The city today is more populous than the provincial capital of Tekirdağ, owing to a population spurt initially caused by the 1989 expulsion of Turks from Bulgaria who complemented the traditional left-leaning, industrial working-class of Çorlu; a second wave of migrants from rural Anatolia came to work in the factories in the 1990s and they now make up much of the conservative populace of the city. There are also small Romani and Jewish communities. For a while the city also had a population of ethnic Albanians and Bosnians flown in during the Kosovo conflict as part of Turkey and North Macedonia's efforts to aid the populations of former Yugoslavia by offering them temporary asylum.

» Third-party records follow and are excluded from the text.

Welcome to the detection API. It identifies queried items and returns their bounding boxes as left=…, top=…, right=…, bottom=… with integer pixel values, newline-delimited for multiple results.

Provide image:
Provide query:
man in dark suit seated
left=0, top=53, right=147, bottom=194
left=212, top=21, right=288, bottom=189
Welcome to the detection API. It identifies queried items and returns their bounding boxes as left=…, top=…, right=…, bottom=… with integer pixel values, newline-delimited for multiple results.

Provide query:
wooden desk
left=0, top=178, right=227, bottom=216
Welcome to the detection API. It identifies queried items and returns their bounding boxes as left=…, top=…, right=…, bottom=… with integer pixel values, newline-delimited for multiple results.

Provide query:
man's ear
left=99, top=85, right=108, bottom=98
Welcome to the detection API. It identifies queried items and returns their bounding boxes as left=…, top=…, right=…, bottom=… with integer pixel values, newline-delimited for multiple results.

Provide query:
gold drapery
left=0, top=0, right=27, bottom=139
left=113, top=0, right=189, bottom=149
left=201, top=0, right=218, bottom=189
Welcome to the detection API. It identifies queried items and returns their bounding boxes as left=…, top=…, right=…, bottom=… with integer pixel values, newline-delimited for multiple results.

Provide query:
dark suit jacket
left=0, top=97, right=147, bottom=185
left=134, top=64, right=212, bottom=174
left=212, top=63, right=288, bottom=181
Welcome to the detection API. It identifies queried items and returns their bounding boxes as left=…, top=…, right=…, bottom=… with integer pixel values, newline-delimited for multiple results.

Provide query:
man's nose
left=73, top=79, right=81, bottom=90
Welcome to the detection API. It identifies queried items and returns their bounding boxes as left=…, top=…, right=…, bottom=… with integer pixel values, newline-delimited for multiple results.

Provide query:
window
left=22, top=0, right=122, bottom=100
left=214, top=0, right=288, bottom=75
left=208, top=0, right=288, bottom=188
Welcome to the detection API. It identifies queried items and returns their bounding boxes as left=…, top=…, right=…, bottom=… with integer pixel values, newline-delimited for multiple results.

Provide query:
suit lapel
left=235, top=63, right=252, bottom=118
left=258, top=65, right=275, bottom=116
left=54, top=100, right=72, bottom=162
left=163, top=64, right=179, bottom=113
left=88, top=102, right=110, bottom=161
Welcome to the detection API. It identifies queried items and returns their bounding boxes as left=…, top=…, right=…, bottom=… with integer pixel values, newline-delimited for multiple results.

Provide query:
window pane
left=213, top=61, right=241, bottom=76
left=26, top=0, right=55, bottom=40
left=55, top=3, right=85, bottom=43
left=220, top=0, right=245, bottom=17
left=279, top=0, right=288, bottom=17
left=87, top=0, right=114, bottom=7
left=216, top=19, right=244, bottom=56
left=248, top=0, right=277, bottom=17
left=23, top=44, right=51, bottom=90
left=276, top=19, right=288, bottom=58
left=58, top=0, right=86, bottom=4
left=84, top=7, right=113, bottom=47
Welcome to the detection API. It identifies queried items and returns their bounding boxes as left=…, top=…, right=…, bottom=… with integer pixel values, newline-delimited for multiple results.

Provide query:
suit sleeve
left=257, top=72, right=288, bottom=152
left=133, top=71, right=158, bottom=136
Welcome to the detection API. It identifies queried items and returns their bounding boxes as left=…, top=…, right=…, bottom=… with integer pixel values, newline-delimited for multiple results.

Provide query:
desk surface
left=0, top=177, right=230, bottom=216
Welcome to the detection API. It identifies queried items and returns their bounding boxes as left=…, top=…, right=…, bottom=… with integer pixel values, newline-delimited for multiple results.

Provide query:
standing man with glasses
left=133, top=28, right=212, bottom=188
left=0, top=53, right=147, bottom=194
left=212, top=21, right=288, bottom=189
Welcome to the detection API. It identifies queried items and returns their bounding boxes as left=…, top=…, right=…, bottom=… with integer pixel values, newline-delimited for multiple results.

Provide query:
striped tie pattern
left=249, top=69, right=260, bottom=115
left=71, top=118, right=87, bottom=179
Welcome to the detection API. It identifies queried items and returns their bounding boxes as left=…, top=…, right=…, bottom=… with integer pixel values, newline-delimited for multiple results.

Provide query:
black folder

The town centre consists of a mixture of traditional structures and modern concrete apartment blocks providing public housing, as well as amenities such as basic shopping and fast-food restaurants, and essential infrastructure. However, there is little in the way of culture beyond cinemas and wedding-party venues. The road through the city center is often congested, as it isn't adequate for the needs of a city of a quarter million people. Local shopping facilities have recently been enhanced by the 25 km^{2} Orion Mall. There is little to no nightlife but, since Çorlu is close to Istanbul, locals can and often do easily go to "the city" for the weekend.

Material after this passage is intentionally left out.